OSU graduate builds collaborative bridge to Taiwan

October 25, 2004

CORVALLIS—Recent Oregon State University Ph.D. graduate Jessica Rykken has another title to add to her resume – international collaborator.

Rykken was one of 150 U.S. graduate students who traveled abroad as part of the National Science Foundation's Summer Institutes in Asia and Australia. The program is designed to foster collaboration between U.S. graduate students and researchers located in Australia, China, Japan, Korea and Taiwan.

An expert on invertebrate organisms, Rykken spent the last several years in OSU's former Department of Entomology investigating the effects of forest harvesting on the distribution and movement of beetles, millipedes, spiders and slugs. She took that expertise to Taiwan, where she was able to explore in greater detail the spiders' share of the food web. She spent eight weeks at a research lab noted for its spider behavioral studies as well as biodiversity work.

Rykken's mentor, spider ecologist I-min Tso of Tunghai University, is the program's biggest fan. He points out that Taiwan is an ideal place for graduate students working in field biology.

"Graduate students working on ecology, animal behavior or biodiversity, will find Taiwan to be full of wonderful research material and subjects," he said. Indeed, Rykken explored the tropical, subtropical and high elevation alpine ecosystems during her few weeks.

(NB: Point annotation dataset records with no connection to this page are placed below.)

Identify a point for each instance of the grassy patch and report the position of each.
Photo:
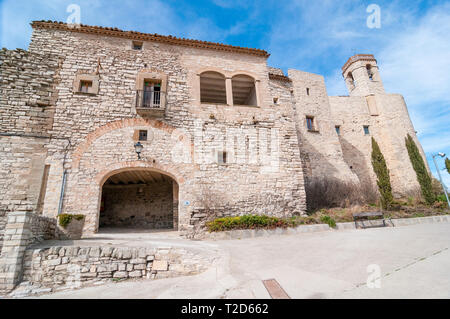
(328, 220)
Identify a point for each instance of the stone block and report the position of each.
(135, 274)
(120, 274)
(160, 265)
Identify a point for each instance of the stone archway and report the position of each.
(139, 198)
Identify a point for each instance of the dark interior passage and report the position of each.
(140, 199)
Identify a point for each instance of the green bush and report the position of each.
(247, 222)
(65, 219)
(418, 164)
(328, 220)
(383, 179)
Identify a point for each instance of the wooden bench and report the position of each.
(365, 216)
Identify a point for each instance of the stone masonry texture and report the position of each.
(53, 137)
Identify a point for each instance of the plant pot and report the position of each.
(73, 230)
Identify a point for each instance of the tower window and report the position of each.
(338, 129)
(310, 123)
(222, 157)
(85, 86)
(366, 130)
(142, 135)
(213, 88)
(351, 80)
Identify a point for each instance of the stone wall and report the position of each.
(27, 99)
(141, 206)
(3, 220)
(22, 230)
(320, 147)
(101, 128)
(72, 267)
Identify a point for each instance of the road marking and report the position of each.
(275, 290)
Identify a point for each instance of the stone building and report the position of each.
(218, 130)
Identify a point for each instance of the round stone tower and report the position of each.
(362, 76)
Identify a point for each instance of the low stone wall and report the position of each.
(252, 233)
(42, 228)
(22, 230)
(72, 267)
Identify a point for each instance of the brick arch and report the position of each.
(169, 170)
(102, 130)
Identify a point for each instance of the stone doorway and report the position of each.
(140, 199)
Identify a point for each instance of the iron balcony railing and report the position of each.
(149, 99)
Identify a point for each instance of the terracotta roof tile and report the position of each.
(358, 57)
(115, 32)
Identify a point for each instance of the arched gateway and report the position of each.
(139, 198)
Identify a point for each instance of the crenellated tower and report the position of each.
(362, 76)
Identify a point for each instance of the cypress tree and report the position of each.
(382, 172)
(418, 164)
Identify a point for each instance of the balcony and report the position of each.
(150, 103)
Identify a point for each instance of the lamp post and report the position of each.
(138, 147)
(440, 177)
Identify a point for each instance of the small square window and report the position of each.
(222, 157)
(366, 130)
(310, 123)
(85, 86)
(142, 135)
(137, 45)
(338, 129)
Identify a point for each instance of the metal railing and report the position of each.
(149, 99)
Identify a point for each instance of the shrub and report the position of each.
(328, 220)
(65, 219)
(382, 172)
(421, 172)
(441, 198)
(247, 222)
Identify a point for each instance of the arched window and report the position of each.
(212, 88)
(244, 91)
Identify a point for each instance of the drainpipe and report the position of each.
(63, 185)
(61, 196)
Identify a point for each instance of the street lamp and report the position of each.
(138, 147)
(440, 177)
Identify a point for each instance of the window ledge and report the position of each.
(211, 103)
(240, 105)
(84, 93)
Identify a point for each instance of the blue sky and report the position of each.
(412, 46)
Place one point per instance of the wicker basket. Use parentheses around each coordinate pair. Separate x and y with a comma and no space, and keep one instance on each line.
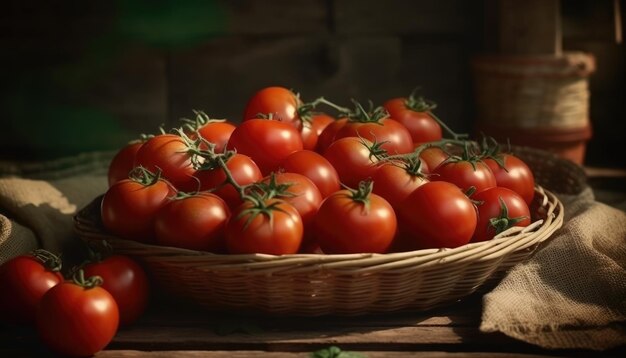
(354,284)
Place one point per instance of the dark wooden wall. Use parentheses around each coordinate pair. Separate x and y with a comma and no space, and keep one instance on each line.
(81,75)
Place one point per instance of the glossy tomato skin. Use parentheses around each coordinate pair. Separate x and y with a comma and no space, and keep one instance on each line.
(243,170)
(516,175)
(170,154)
(395,183)
(352,159)
(393,136)
(465,175)
(421,125)
(278,101)
(489,206)
(345,226)
(23,282)
(76,321)
(315,167)
(282,235)
(195,222)
(128,208)
(437,214)
(123,162)
(126,281)
(267,142)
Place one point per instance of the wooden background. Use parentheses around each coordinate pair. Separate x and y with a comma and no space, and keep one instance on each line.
(79,76)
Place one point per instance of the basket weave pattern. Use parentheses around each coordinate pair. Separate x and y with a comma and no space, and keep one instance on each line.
(353,284)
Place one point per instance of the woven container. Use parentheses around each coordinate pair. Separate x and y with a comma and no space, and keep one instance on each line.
(354,284)
(538,101)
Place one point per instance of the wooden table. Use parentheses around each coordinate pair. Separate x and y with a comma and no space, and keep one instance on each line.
(173,329)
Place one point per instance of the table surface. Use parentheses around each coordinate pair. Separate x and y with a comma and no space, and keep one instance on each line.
(171,328)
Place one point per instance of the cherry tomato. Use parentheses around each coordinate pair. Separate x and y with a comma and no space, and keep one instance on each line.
(129,207)
(499,209)
(126,281)
(433,156)
(437,214)
(274,227)
(420,123)
(300,192)
(194,222)
(76,320)
(515,175)
(465,174)
(354,222)
(352,159)
(267,142)
(23,282)
(243,170)
(394,181)
(170,154)
(280,102)
(315,167)
(123,162)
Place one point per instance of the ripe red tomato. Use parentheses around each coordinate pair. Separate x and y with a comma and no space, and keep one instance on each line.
(437,214)
(352,159)
(393,137)
(129,207)
(432,157)
(23,282)
(315,167)
(73,320)
(515,175)
(418,120)
(243,170)
(194,222)
(499,209)
(123,162)
(271,227)
(465,174)
(126,281)
(354,222)
(267,142)
(394,181)
(170,154)
(300,192)
(280,102)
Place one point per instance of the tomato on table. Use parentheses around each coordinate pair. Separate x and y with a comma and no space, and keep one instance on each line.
(126,281)
(77,318)
(23,281)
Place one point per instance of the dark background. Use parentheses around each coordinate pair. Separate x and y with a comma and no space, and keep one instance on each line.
(79,76)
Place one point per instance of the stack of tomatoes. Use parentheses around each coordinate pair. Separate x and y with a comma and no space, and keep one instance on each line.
(290,178)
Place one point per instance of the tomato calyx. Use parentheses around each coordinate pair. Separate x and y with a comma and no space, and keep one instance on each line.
(87,283)
(503,221)
(201,119)
(51,261)
(362,193)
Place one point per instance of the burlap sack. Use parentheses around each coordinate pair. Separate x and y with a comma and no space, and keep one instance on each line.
(38,201)
(571,294)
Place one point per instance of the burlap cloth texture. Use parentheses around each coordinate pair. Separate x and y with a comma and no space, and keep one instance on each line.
(571,294)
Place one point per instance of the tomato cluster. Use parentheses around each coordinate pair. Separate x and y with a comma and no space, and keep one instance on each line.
(290,178)
(77,316)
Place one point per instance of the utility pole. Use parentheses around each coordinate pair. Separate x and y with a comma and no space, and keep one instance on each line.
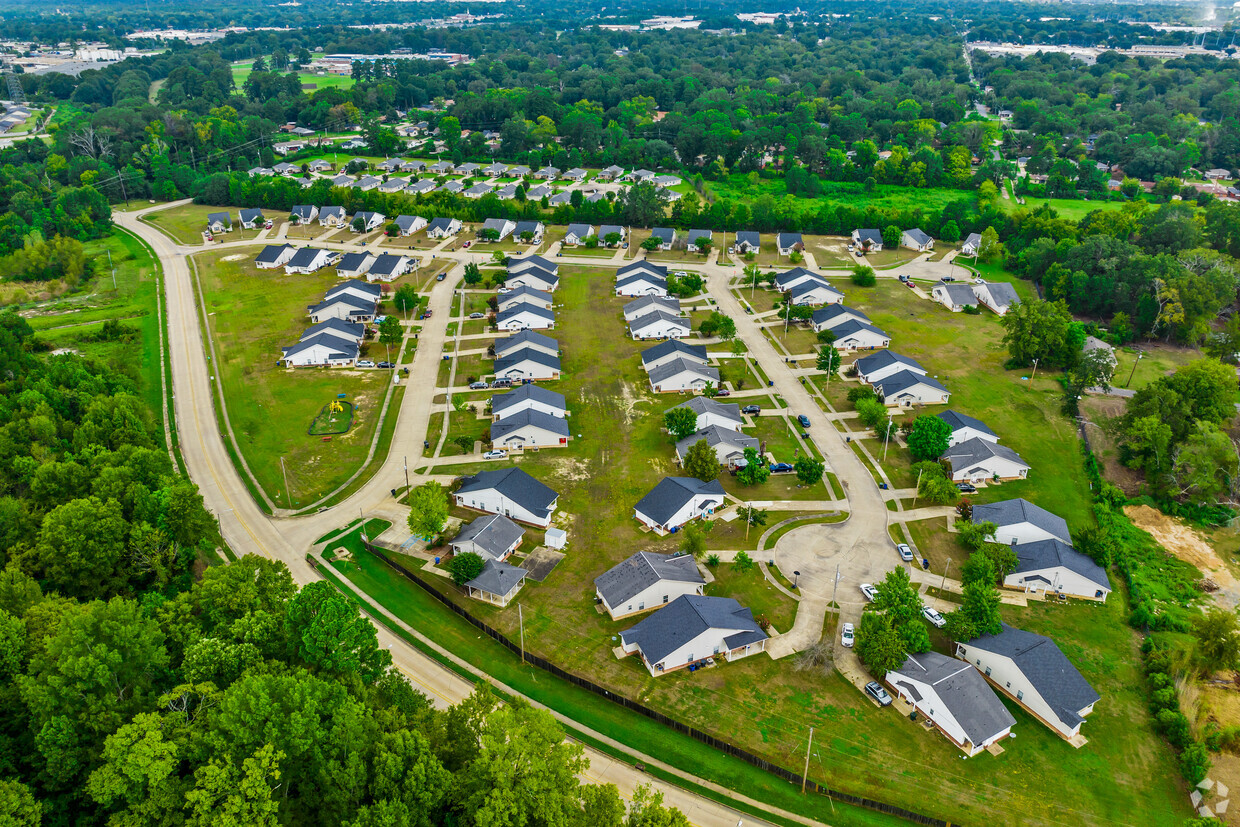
(805,775)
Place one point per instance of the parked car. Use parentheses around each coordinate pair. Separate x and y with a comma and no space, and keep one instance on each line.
(878,693)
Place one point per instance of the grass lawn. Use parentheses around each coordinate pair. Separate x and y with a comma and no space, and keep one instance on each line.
(252,313)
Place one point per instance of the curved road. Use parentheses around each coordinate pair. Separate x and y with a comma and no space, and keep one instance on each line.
(247,530)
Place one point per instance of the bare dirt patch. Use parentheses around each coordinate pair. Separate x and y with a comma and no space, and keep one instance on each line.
(1191,547)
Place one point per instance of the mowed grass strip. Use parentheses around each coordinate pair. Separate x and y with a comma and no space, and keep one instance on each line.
(252,314)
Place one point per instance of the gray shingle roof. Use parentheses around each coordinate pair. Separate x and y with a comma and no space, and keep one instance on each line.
(1049,553)
(1049,671)
(644,569)
(516,485)
(962,688)
(672,492)
(1009,512)
(687,618)
(492,533)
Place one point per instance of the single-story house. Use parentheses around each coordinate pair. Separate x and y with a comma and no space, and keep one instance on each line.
(832,315)
(877,367)
(274,256)
(354,264)
(978,460)
(677,500)
(251,218)
(530,429)
(497,583)
(856,335)
(680,375)
(1019,521)
(492,537)
(501,226)
(575,234)
(712,412)
(528,397)
(789,243)
(996,295)
(965,428)
(1031,670)
(527,365)
(525,316)
(220,222)
(916,239)
(1053,566)
(952,696)
(660,324)
(523,295)
(443,227)
(308,259)
(868,239)
(729,445)
(647,580)
(670,351)
(747,242)
(526,339)
(954,296)
(510,492)
(692,629)
(908,388)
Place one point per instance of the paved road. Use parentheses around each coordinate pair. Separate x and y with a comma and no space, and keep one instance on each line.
(247,530)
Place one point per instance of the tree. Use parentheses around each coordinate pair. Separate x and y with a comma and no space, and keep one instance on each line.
(465,567)
(680,422)
(809,470)
(878,645)
(428,510)
(754,471)
(701,461)
(929,438)
(326,631)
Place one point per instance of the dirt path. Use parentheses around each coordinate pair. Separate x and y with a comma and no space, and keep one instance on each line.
(1191,547)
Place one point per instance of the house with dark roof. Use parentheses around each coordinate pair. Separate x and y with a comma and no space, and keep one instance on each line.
(510,492)
(528,397)
(981,460)
(492,537)
(677,500)
(527,365)
(998,296)
(646,580)
(1019,521)
(692,630)
(915,239)
(1032,670)
(497,583)
(274,256)
(965,428)
(1052,566)
(955,698)
(530,430)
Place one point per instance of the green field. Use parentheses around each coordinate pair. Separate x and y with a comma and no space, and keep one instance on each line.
(252,313)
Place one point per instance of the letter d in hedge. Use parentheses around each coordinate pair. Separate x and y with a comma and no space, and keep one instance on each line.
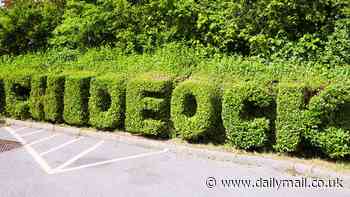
(148,106)
(106,102)
(327,120)
(195,109)
(76,98)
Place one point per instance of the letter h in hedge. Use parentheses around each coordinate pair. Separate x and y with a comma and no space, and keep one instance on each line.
(76,99)
(2,97)
(17,88)
(148,106)
(249,115)
(46,98)
(106,104)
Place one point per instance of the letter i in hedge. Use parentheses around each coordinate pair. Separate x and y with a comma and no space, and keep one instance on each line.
(76,99)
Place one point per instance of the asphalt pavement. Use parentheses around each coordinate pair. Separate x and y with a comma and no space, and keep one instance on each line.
(61,164)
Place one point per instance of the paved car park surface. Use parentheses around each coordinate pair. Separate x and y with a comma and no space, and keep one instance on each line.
(61,164)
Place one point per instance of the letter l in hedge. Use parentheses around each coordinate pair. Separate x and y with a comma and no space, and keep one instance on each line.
(46,97)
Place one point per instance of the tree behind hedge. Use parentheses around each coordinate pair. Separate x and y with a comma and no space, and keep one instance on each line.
(27,24)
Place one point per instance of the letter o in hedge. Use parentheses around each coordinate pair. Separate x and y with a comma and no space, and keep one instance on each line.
(325,129)
(248,110)
(106,103)
(195,108)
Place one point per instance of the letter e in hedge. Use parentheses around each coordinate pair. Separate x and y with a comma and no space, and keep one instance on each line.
(148,105)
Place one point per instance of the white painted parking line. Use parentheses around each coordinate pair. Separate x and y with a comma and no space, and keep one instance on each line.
(60,146)
(75,158)
(43,139)
(32,133)
(20,129)
(63,168)
(56,171)
(43,164)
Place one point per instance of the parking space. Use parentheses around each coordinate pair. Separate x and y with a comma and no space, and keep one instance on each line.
(61,164)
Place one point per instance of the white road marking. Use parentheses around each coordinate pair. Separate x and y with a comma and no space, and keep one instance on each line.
(43,139)
(56,171)
(43,164)
(32,133)
(60,146)
(75,158)
(62,168)
(20,129)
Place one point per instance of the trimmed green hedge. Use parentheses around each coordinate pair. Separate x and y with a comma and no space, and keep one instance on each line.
(107,102)
(2,97)
(290,116)
(148,105)
(46,99)
(76,99)
(248,115)
(195,109)
(36,101)
(328,120)
(17,88)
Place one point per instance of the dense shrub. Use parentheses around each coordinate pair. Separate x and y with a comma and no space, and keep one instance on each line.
(195,109)
(36,101)
(76,99)
(299,30)
(249,115)
(28,24)
(46,98)
(17,88)
(290,119)
(148,105)
(107,102)
(2,96)
(327,120)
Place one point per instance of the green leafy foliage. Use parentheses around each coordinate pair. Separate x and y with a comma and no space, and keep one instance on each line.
(2,97)
(76,99)
(148,105)
(195,109)
(28,24)
(290,116)
(249,115)
(46,97)
(17,88)
(327,120)
(107,102)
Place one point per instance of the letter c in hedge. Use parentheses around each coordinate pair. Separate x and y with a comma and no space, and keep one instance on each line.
(248,111)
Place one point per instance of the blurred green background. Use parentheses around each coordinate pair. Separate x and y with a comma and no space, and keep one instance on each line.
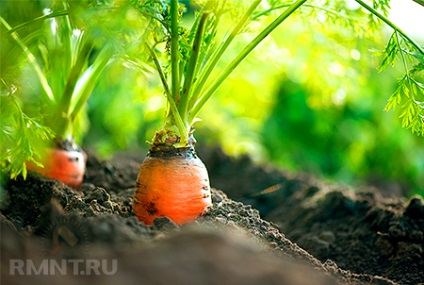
(308,99)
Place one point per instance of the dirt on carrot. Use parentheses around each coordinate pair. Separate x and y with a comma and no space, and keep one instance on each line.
(230,244)
(172,185)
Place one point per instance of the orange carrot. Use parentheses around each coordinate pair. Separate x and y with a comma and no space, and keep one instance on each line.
(67,166)
(173,184)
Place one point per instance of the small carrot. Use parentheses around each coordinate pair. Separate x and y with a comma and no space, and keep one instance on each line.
(173,184)
(67,166)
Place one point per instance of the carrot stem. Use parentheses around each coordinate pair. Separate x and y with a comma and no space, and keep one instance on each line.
(241,56)
(175,52)
(188,80)
(220,51)
(174,110)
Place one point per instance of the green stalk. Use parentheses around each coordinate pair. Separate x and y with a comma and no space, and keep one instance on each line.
(188,80)
(220,51)
(174,110)
(241,56)
(64,107)
(41,18)
(391,24)
(175,79)
(43,80)
(85,85)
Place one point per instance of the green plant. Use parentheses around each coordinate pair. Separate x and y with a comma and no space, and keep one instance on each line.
(186,60)
(61,64)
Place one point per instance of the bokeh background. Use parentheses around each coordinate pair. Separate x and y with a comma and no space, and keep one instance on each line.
(308,99)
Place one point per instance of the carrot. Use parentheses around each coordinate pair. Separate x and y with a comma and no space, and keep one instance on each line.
(67,166)
(173,184)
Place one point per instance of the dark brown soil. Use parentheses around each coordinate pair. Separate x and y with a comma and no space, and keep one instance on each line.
(347,237)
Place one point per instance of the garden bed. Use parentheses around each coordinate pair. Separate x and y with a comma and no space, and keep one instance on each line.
(307,232)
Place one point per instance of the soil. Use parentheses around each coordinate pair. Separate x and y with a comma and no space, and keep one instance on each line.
(266,226)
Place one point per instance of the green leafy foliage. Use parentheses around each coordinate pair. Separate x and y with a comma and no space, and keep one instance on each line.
(21,136)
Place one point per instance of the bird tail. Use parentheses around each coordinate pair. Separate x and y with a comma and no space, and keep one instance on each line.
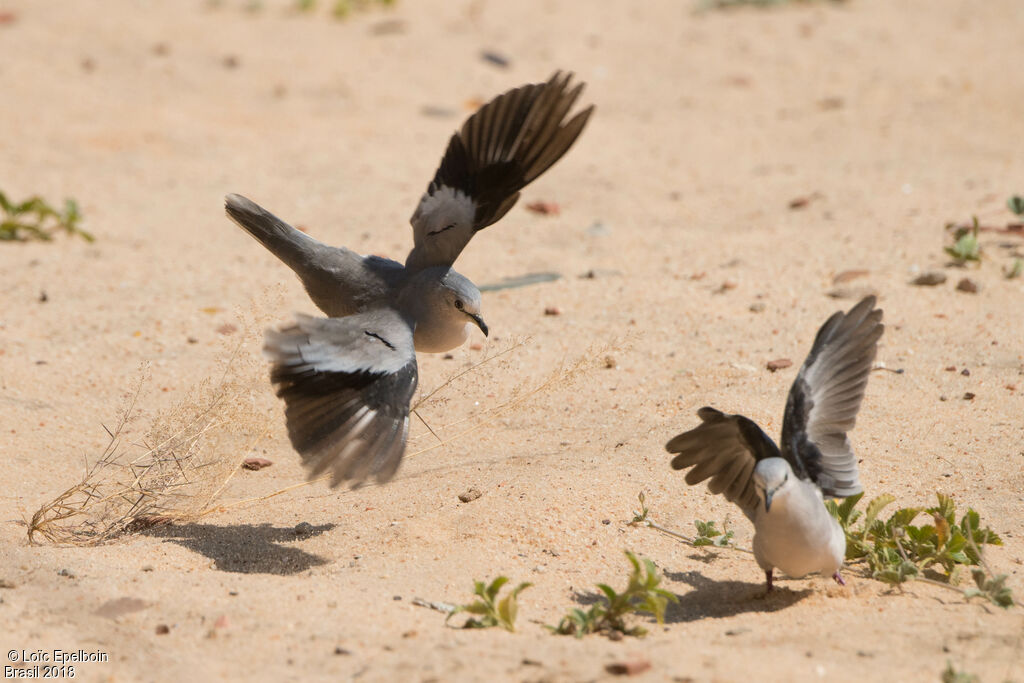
(291,246)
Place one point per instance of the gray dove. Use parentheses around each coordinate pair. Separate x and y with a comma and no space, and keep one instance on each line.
(347,380)
(781,491)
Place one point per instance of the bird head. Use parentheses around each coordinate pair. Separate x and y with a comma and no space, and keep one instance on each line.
(770,476)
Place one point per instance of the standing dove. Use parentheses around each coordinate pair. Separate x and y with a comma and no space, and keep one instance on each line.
(780,491)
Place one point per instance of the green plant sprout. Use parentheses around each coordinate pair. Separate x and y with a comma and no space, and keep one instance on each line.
(36,219)
(966,246)
(1016,205)
(491,611)
(641,595)
(708,534)
(897,551)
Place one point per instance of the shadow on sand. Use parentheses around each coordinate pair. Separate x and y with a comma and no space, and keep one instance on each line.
(247,548)
(717,599)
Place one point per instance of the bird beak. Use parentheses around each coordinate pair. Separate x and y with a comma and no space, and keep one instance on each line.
(479,323)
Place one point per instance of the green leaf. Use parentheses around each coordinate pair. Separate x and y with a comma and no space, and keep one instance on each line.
(1016,205)
(877,506)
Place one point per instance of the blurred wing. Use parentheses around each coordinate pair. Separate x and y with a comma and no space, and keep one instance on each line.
(346,383)
(723,449)
(825,396)
(500,150)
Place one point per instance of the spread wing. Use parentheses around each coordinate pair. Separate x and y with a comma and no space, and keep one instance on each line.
(723,449)
(346,383)
(825,396)
(500,150)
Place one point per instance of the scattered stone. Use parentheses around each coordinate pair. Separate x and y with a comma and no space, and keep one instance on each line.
(778,364)
(930,279)
(121,606)
(495,58)
(852,292)
(437,112)
(470,495)
(726,286)
(256,464)
(968,285)
(847,275)
(631,668)
(544,208)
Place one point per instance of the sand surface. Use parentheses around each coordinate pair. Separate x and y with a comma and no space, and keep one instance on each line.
(891,118)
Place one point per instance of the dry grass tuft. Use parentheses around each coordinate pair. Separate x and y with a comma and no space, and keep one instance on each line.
(174,473)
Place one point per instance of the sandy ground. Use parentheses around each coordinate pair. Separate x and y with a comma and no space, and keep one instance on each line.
(894,118)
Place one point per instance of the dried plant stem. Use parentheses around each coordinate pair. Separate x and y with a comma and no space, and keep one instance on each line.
(682,537)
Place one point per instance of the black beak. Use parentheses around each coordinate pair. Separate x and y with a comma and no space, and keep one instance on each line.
(479,323)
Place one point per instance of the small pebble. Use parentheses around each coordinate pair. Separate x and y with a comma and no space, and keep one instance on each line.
(470,495)
(495,58)
(256,464)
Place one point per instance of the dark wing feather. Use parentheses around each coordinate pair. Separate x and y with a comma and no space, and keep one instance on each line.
(825,396)
(723,449)
(346,384)
(500,150)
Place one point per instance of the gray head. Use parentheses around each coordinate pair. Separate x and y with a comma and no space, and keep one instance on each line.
(443,303)
(769,476)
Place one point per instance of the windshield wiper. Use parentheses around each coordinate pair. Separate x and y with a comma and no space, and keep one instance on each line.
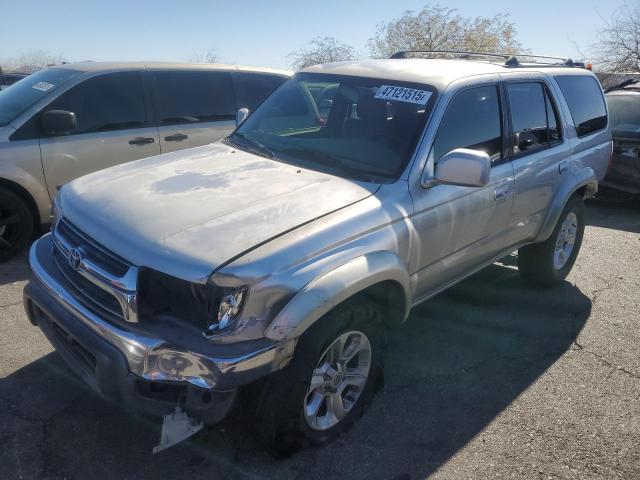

Tso points out that Rykken isn't the only one to benefit from the program. His students also benefit from the exchange. "Academia is becoming more of an international affair, so the ability to encourage interaction among students and researchers from other countries will be essential training for Taiwanese students," he said.

The Taiwanese government has also taken notice of the need for more international exchange. It is encouraging foreign graduate students to conduct their study in Taiwan by providing grants for travel and living expenses for undergraduates, graduate or Ph.D. students.

Rykken says she learned much during her short stay. "Not only did I learn a lot about spiders, but also about different ways to approach research problems," she said. Indeed, using chopsticks to construct pitfall traps was not something she had considered previously.

Her advice to those interested in such as opportunity? Make contacts with people before you apply so that you have someone advocating for you. Andy Moldenke, Rykken's adviser and a scientist with OSU's Agricultural Experiment Station, had ties to the work being conducted in Taiwan's long-term ecological research sites.